Na sua “caixinha de memórias”, Ana Paula guarda uma fotografia da altura, enviada por um colega do State Department, com uma frase a lembrar a sua intervenção no processo: “You were part of it.”» Em 1993, foi nomeada cônsul de Portugal em Curitiba. Desta sua outra “aventura”, gosta de recordar “uma cidade inovadora” e “o contacto direto com as pessoas”. São essas “as coisas que realmente ficam”. E explicita: “Não são só os papéis.” Chegamos ao ponto de contar uma espécie de “brasilian connection” que Ana Paula Zacarias sente na sua vida: o avô paterno morreu no Brasil, foi professora de cadeira Civilizações Ameríndias, a filha nasceu no Brasil e, agora, está de partida para Brasília. A tarefa mais complicada de todo o seu percurso profissional porque, comenta por graça, “leva na bagagem 500 milhões de europeus e estão lá 200 milhões de brasileiros”.
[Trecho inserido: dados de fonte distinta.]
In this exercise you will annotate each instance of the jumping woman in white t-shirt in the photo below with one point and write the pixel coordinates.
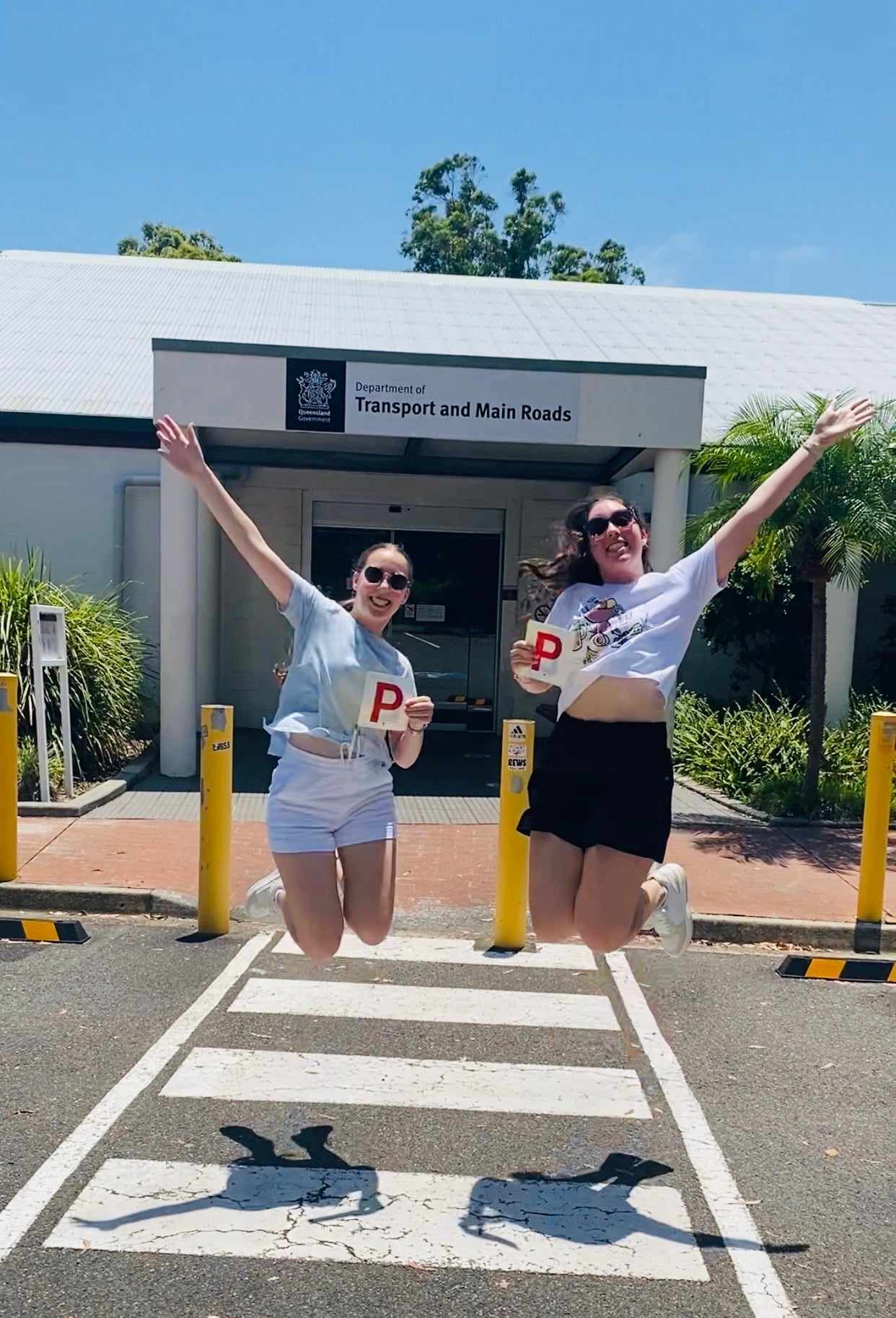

Ana Paula regressou a Portugal no final da década de 90, tendo sido diretora de serviços no Gabinete de Informação e Imprensa do MNE e vice-presidente do Instituto Camões. No ano 2000, foi, ainda, conselheira da missão permanente de Portugal junto da UNESCO, em Paris, e, cinco anos mais tarde, teve a seu cargo a criação da embaixada portuguesa em Tallin. Chegou à Estónia, como diz, com uma mala, um computador e um telemóvel.
E pensou para si própria: “Meu Deus, não sei falar a língua, não conheço ninguém, chove o dia todo, como é que eu vou dar conta disto?” Até que alguém lhe falou numa rapariga, “meio estónia meio portuguesa”, que lá vivia. Era Lina Milhazes, filha do jornalista José Milhazes, a quem ainda hoje Ana Paula agradece o facto de a ter ajudado “a aproximar os dois extremos da Europa”. Desta vida de diplomata, três, quatro, cinco anos num país até à próxima nomeação, conta que tudo se faz de “coração aberto”, sem pensar muito para além desse horizonte temporal. “Mesmo em poucos anos, é possível criar algumas raízes, absorver muitas coisas e trazer outras na bagagem.” Contudo, quando um dia regressar, “há de saber bem”.